Following the overwhelming endorsement of SGD members, the Society has secured support from both the Royal Horticultural Society (RHS) and the Landscape Institute (LI) for the campaign, which aims to highlight that the exponential growth in the use of plastic grass and plants in recent years has had a devastating impact on the environment.
The SGD wants to draw attention to the loss of natural habitats caused by the decline in the quality of our gardens and green spaces. According to the WWF Living Planet Report in 2022, wildlife populations globally, have plunged by more than two thirds (69%) over the past 50 years with the UK ranking as one of the most nature-depleted countries in Europe.
Speaking on the launch of the ‘Say No to Plastic Grass & Plants’ campaign, SGD Co-Chair Lynne Marcus MSGD, said: “Every artificial grass lawn laid means one less living one, with devastating consequences for microorganisms in the soil beneath as well as the bugs and birds above.

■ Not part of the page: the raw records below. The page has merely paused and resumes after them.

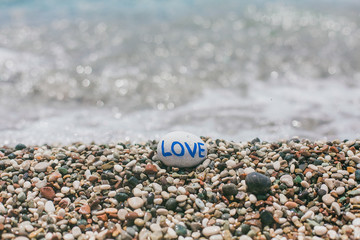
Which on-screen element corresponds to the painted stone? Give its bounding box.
[157,131,207,167]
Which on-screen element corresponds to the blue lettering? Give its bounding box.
[161,140,172,157]
[171,141,185,157]
[198,142,205,157]
[185,142,197,157]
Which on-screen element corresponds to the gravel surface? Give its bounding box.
[0,138,360,240]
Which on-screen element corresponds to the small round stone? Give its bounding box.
[127,197,144,209]
[314,226,327,236]
[245,172,271,194]
[260,210,274,226]
[15,143,26,150]
[322,194,335,206]
[280,175,294,187]
[222,183,239,196]
[165,198,178,211]
[175,224,187,236]
[157,131,207,168]
[34,162,50,172]
[202,226,220,237]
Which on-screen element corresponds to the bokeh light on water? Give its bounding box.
[0,0,360,145]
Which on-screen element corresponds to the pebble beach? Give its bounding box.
[0,137,360,240]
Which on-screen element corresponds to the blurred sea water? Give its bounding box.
[0,0,360,145]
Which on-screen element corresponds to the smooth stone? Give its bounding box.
[45,201,55,213]
[222,183,239,196]
[71,226,81,238]
[314,226,327,236]
[245,172,271,194]
[63,233,75,240]
[260,210,274,226]
[355,169,360,181]
[195,198,205,210]
[115,192,129,202]
[18,192,26,202]
[176,195,187,202]
[127,197,144,209]
[352,218,360,227]
[61,187,70,194]
[280,175,294,187]
[167,228,178,239]
[40,187,55,200]
[165,198,177,211]
[321,194,335,206]
[34,162,50,172]
[157,131,207,167]
[202,226,220,237]
[57,167,68,175]
[15,143,26,150]
[331,202,341,216]
[73,180,80,190]
[175,224,187,236]
[336,187,345,195]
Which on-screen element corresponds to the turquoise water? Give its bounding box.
[0,0,360,145]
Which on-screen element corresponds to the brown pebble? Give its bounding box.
[96,213,108,222]
[79,204,91,214]
[48,171,62,182]
[285,202,298,209]
[145,164,158,174]
[105,208,117,214]
[40,187,55,200]
[125,212,139,220]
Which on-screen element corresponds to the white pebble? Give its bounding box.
[202,226,220,237]
[61,187,70,194]
[314,226,327,236]
[45,201,55,213]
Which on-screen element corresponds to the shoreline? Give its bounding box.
[0,138,360,240]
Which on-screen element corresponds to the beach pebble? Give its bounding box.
[245,172,271,194]
[34,162,50,172]
[314,226,327,236]
[322,194,335,206]
[63,233,75,240]
[202,226,220,237]
[157,131,207,167]
[222,183,238,196]
[71,226,81,238]
[280,175,294,187]
[128,197,144,209]
[45,201,55,213]
[352,218,360,226]
[336,187,345,195]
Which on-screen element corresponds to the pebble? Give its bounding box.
[45,201,55,213]
[176,195,187,202]
[157,131,207,168]
[314,226,327,236]
[336,187,345,195]
[321,194,335,206]
[245,172,271,194]
[0,138,360,240]
[63,233,75,240]
[71,226,81,238]
[202,226,220,237]
[222,183,239,196]
[34,162,50,172]
[280,175,294,187]
[128,197,144,209]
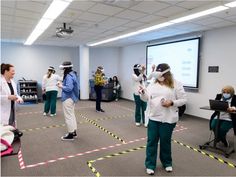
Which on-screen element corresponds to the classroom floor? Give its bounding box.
[1,100,236,177]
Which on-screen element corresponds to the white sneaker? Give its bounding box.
[165,167,173,172]
[146,168,154,175]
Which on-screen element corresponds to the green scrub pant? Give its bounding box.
[44,90,57,114]
[134,94,147,124]
[211,119,233,141]
[145,120,176,170]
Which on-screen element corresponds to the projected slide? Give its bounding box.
[147,38,200,88]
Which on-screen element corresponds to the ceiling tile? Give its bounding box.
[1,7,15,15]
[176,0,214,10]
[208,21,235,28]
[1,15,14,23]
[60,8,83,20]
[15,9,42,20]
[100,17,129,28]
[77,12,108,22]
[130,1,170,14]
[88,4,123,15]
[69,0,96,11]
[16,1,49,15]
[137,15,165,23]
[123,21,145,30]
[155,6,187,18]
[103,0,143,8]
[193,16,223,25]
[1,0,16,8]
[14,17,37,26]
[212,7,236,18]
[225,15,236,22]
[116,10,147,20]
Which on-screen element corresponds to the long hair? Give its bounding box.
[134,64,147,84]
[47,69,54,78]
[1,63,14,75]
[63,67,72,80]
[134,64,140,76]
[156,63,174,88]
[112,76,119,86]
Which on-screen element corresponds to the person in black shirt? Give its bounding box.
[0,63,23,127]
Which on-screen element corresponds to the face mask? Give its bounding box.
[153,69,170,82]
[223,93,231,99]
[134,65,143,71]
[157,76,165,82]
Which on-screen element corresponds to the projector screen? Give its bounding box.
[146,37,200,88]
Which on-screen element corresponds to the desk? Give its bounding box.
[199,106,234,158]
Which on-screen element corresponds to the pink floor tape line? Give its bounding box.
[15,126,188,170]
[18,149,25,169]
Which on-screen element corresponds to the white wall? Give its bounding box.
[89,47,120,78]
[119,26,236,119]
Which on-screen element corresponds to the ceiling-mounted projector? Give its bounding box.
[56,23,74,38]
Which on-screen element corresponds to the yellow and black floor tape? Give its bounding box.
[87,140,236,177]
[87,146,146,177]
[173,140,236,168]
[80,114,125,143]
[21,114,131,132]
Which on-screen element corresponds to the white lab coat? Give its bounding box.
[0,75,22,125]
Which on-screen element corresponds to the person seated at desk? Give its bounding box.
[210,86,236,147]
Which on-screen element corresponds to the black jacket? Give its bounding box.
[210,94,236,135]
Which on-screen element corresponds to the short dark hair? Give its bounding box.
[1,63,14,74]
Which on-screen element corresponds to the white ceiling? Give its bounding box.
[1,0,236,47]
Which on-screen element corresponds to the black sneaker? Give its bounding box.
[61,133,74,141]
[100,109,105,112]
[72,131,77,138]
[221,138,229,147]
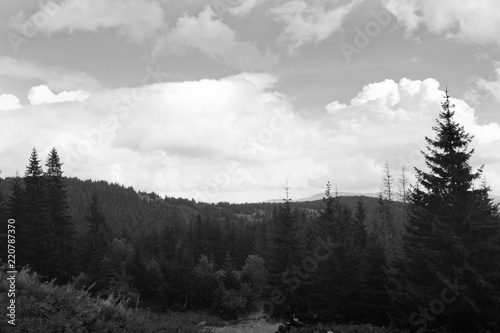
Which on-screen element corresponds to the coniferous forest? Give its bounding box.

Compare that to a real lawn where a vast ecosystem of organisms, microbes, invertebrates, and plant life can thrive helping both the food chain and biodiversity. We are delighted that the RHS and the LI are supporting this campaign to help us inform and educate the public about the enormous damage caused by these products and their contribution to carbon emissions, the urban heat island and flooding and pollution of our waterways.”
As part of the campaign, the SGD has produced a downloadable leaflet that outlines the facts about plastic grass and plants and debunks the claims that these products are eco-friendly. The leaflet, which will be available to download from the SGD website, will provide information and advice on using sustainable alternatives such as low-mow lawns and drought-tolerant lawns as well as offering suggestions for the best type of lawn to use for play and as sports turf. The SGD has also produced a campaign tile (pictured above) for social media platforms and a campaign banner (pictured below) for supporters to use on website and email signatures. It is hoped that the campaign and supporting consumer literature will help to stop the proliferation of plastic grass, particularly in the quest for green lawns as the UK experiences increased drought conditions.

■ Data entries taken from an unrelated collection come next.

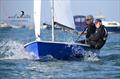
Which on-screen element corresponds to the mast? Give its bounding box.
[34,0,41,41]
[51,0,55,42]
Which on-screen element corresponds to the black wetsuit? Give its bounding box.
[87,25,108,49]
[86,23,96,38]
[77,23,96,44]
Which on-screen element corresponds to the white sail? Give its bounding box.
[34,0,41,40]
[54,0,75,29]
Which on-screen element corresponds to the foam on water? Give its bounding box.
[0,40,33,59]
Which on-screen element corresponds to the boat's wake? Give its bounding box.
[0,40,34,59]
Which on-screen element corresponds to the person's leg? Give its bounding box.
[76,40,85,44]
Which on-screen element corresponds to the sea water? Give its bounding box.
[0,28,120,79]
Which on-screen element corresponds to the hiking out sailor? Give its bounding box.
[86,19,108,49]
[77,15,96,44]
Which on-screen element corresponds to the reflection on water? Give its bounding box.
[0,29,120,79]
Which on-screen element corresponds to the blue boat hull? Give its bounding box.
[106,27,120,32]
[24,41,95,60]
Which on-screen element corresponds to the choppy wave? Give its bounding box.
[0,40,33,59]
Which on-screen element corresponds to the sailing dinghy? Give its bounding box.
[24,0,96,60]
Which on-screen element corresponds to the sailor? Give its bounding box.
[77,15,96,44]
[87,19,108,49]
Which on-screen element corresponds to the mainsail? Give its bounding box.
[34,0,41,40]
[54,0,75,29]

The RHS says that by educating people about the benefits of real plants and lawns or equally low maintenance alternatives such as permeable paving, they can inspire an approach that benefits people and planet, including contributing to urban cooling, flood mitigation and support for wildlife.
Mark Gush, Head of Environmental Horticulture at the RHS, said: “Plastic grass creates a sterile, lifeless area in the garden which has been shown to harm earthworms, exacerbate flooding risk, contribute to the heat island effect, and shed tiny plastic pieces, known as microfibers, which are harmful to the health of animals and people. By adopting a planet friendly gardening approach to design, we can help to mitigate the impact of climate change and promote biodiversity.”
The ‘Say No to Plastic Grass & Plants’ Campaign follows the SGD’s decision to ban advertising and sponsorship income from artificial grass and foliage suppliers in spring 2019 and the commitments the Society made in its Manifesto for Sustainable Landscape and Garden Design launched at the SGD Sustainability Symposium in 2022.
The RHS banned the sale of plastic grass at its shows in 2018 and as of 2022 artificial grass and plants were banned entirely from its shows, including those used for floor covering and stand dressings.
The Landscape Institute said: “Nature delivers countless benefits to human health, wellbeing, and society. But biodiversity is in decline. The Landscape Institute has declared climate and biological diversity emergencies to re-energise the landscape sector’s response to these global crises. By adopting a planet friendly gardening approach to design, we can help to mitigate the impact of climate change and promote biodiversity.”